In a nutshell, life was ruined.
He’d jerk awake at night to check her, reaching for her side of the bed, worried about her breathing, then realize, nope, she was dead. He got up in the morning and put the kettle on for her tea. One night, he called down the hall for her before remembering. Sometimes he woke up and wondered if he’d dreamed their entire marriage.
Dead. The word sounded exactly like what it was. Hard. Flat. Ugly and cold.
Since her diagnosis, taking care of her had been his job. Oh, he’d finished one medical device design and sold it to Johnson & Johnson, but mostly, he’d been trying to save her. He’d read every scholarly article about IPF he could find. He spoke to doctors, foundations, patients and pharmaceutical researchers, and the desperate search for a better outcome had eaten up hours of his day.

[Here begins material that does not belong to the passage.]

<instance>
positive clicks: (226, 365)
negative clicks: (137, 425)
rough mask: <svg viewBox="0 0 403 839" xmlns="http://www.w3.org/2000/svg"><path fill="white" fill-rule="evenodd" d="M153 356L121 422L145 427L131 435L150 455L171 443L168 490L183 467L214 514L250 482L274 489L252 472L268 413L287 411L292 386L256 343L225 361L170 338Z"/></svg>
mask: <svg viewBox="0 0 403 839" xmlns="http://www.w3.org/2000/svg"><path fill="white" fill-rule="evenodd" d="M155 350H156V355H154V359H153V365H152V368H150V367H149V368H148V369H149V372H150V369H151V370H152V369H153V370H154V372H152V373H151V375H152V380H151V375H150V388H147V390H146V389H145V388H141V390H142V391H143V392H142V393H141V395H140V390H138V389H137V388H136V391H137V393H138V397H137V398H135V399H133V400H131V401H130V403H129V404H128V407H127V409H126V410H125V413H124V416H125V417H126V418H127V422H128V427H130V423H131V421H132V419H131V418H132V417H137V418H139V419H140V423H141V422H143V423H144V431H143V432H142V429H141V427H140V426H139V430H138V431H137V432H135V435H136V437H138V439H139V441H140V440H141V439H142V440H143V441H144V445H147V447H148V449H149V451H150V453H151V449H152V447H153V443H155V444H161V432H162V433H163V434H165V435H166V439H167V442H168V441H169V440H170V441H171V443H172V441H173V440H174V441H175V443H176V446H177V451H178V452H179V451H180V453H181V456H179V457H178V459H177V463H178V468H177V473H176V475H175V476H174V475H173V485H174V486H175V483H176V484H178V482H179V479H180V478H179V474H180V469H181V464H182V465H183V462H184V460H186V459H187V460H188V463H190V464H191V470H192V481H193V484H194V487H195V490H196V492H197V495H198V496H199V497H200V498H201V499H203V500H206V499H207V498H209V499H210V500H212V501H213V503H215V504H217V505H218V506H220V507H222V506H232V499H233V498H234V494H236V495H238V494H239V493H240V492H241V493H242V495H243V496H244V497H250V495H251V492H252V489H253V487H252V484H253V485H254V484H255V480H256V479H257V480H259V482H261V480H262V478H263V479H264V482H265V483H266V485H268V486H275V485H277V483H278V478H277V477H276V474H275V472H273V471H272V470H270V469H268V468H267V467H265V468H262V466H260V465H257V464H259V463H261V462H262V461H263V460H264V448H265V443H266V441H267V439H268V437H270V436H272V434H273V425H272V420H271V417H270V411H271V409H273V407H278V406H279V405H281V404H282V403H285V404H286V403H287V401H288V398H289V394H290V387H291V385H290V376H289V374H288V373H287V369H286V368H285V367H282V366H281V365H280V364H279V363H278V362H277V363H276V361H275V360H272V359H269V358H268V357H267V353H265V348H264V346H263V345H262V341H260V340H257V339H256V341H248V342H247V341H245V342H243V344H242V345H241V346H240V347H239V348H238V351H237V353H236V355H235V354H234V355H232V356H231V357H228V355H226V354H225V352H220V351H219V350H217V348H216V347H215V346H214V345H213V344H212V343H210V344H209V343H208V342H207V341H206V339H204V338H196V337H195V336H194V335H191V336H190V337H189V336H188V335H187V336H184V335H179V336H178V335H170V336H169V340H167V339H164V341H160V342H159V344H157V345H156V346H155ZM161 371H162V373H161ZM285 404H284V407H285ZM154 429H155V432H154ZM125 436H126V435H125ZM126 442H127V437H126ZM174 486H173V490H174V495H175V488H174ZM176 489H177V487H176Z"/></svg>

Then there was her actual care. Cooking for her, doing the regular household chores, getting her prescriptions filled, taking her to the myriad doctor’s appointments, arguing with the insurance company. Taking walks with her, doing her respiratory therapy, monitoring her O2 sats. Getting her to the bathroom when the medication gave her such bad diarrhea, he had to hold her on the toilet because she’d been too weak to stay there on her own. The past six months, he’d helped her shower almost every day. He’d had to make sure she took her meds at the appointed times. Make sure she had enough oxygen. Make sure she was eating enough. Make sure she was sleeping enough, happy enough, entertained enough, loved enough.
He missed every second of it. He’d cut off his arm to go back to that time.
He was lost. Utterly and completely lost. The Josh who was Lauren’s husband no longer existed, and all that was left was . . . this.
Pebbles was the only reason he left the apartment. Sometimes, he was too tired to face the outside world, so he took her up to the roof and let her shit up there. He wasn’t too proud of that, watching his dog crap where he and Lauren had had so many nice evenings—her sitting near the edge, him solidly in the center, since he didn’t like heights—but he couldn’t guilt himself into doing more. The seagull who had watched him burn his funeral clothes seemed to hang out there, judging him. Too bad. It was winter and cold as hell. Or maybe it was spring. He didn’t know. It didn’t matter.
Her “living urn” came—the soil, the supplements, the seedling. He couldn’t remember ordering them, but he must have. She’d bookmarked the page on his laptop. Joshua stood there at the counter, looking at the kit, his wife’s ashes, and got to work.
Lauren had loved plants. She’d grown herbs and flowers in pots on the rooftop and had bought hanging baskets for their rented house on the Cape. Their apartment was filled with plants, which reminded him they probably needed watering. He glanced around. Nope. Too late. They all looked dead.
As he followed the instructions, mixing his wife with the additive and soil provided by the living urn company, he was almost cheerful. He could picture her coming in. “What are you doing, hon?”
“I’m planting your tree.”
“Oh! Cool! Make sure those roots aren’t too squished.”
“You got it, babe,” he said aloud. Pebbles lifted her head to look at him.
This plant would not die. If it did, he’d kill himself. In a sudden panic, he booted up his laptop and ordered a gauge that monitored the soil’s moisture, pH, sun exposure, nitrogen, phosphorus and potassium. He read about what kind of exposure dogwood trees favored. The best room in their apartment would be their bedroom.